O senso comum nos leva a crer que somos boas pessoas. Nunca matei, nunca roubei. Eu cumpro os mandamentos. É muito fácil chegar à conclusão de que somos bons. Basta olhar em perspectiva, nos comparar com outros humanos, gente pior do que nós. Somos boas pessoas. Somos pessoas boas.

Somos?


O cristianismo como prática de vida - e não como mera religião - tem como premissa a ideia oposta: somos todos pessoas horríveis. Isso porque o cristianismo não compara o homem de bem com um estuprador, um ladrão, um corrupto. A escala de excelência tem como padrão a medida de Cristo, e perto de um Deus que é santo, somos todos pessoas horríveis.

Temos a tendência de achar que fazemos grande coisa quando não fazemos mais do que a obrigação. Procuramos elogios e recompensas em troca do mínimo que se espera de uma pessoa de bom senso. Cristo elevou o padrão da conduta moral, e isso significa que ser cristão é brincar no jogo da vida no modo hard.

Veja, por exemplo, o sexto mandamento, que a nós parece muito fácil de cumprir. Não matarás. Eu nunca matei ninguém, e espero que você possa dizer o mesmo sem incorrer em falso testemunho (aí já são dois pecados...). Na maioria das vezes e para a maioria das pessoas, é muito fácil não matar alguém (ainda bem!). E isso nos faz pensar que somos pessoas boas.

A gente se irrita, xinga de tudo que é nome, dá uns socos na parede, sai pra espairecer, grita e vocaliza a raiva para o nada, quebra uns copos na parede... tudo isso pra aliviar a vontade de agir contra o outro. Vontade dá, mas passa. A gente até visualiza como seria torcer aquele pescoço com um prazer mórbido que chega a assustar. Mas nunca passou disso. Então somos boas pessoas.

Até que Jesus tornou as coisas difíceis.

No Sermão da Montanha, Jesus explicou que cumprir regras é muito fácil, o que Deus deseja de nós é uma justiça mais elevada, uma moralidade mais rígida, um domínio não somente sobre aquilo que externalizamos, mas também sobre as nossas vontades. 

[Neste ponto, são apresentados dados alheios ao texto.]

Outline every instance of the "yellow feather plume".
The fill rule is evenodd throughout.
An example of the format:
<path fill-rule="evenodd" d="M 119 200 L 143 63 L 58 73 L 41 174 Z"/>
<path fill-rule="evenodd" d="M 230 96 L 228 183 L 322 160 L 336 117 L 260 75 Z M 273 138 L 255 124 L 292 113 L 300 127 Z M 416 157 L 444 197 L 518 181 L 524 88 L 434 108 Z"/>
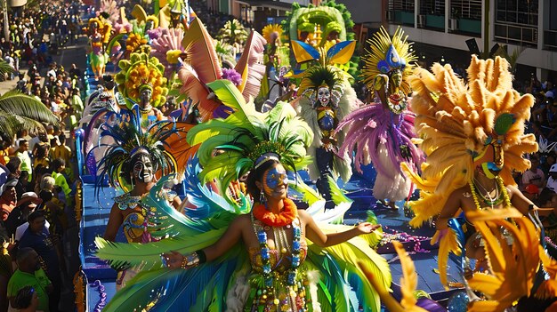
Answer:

O cristianismo exige uma interpretação mais ampla sobre os dez mandamentos, porque o padrão de excelência aqui não é o homem de bem, mas o próprio Cristo. Quando Jesus amplia o tipo legal do sexto mandamento, iguala o assassínio a toda e qualquer ação capaz de destruir a vida de outra pessoa - inclusive se essa ação só aconteceu na sua imaginação.

Disse Jesus que, se você se irritou contra alguém, o mandamento já foi violado - você não voou no pescoço dela, mas desejou que ela morresse, ou ainda, desejou matar. Você não a feriu fisicamente, mas disse coisas horríveis que vão render dez sessões de terapia. Você deu um soco na parede para não socar a pessoa, mas não importa. Isso não faz de você um bom cristão. Apenas uma pessoa de bom senso. Na lógica de Jesus, socar a parede vale tanto quanto socar a pessoa, porque o seu coração foi manchado pelo ódio.

Na ótica de Jesus, tão assassino quanto aquele que dá um tiro é aquele que trata o outro como se não fosse uma pessoa. Matam os responsáveis pela tragédia ambiental que destrói a vida de uma população, ainda que todos tenham "sobrevivido". Mata quem despersonifica o outro. Mata quem tira a paz, quem torna a vida do outro insuportável. E é tão culpado de morte aquele que nunca fez nada disso, mas desejou fazer.

É importante que a gente tenha consciência da nossa condição de pessoas horríveis, porque pessoas boas não vão para o céu. Nada que o homem de bem possa fazer será suficiente para garantir o seu bilhete de entrada. Somente pessoas horríveis sabem que precisam da graça e da misericórdia de Deus, manifestados no sacrifício de Jesus, para obter o passaporte para o céu. Somente pessoas horríveis oram "Tem misericórdia de mim, pois sou pecador", e saem justificadas.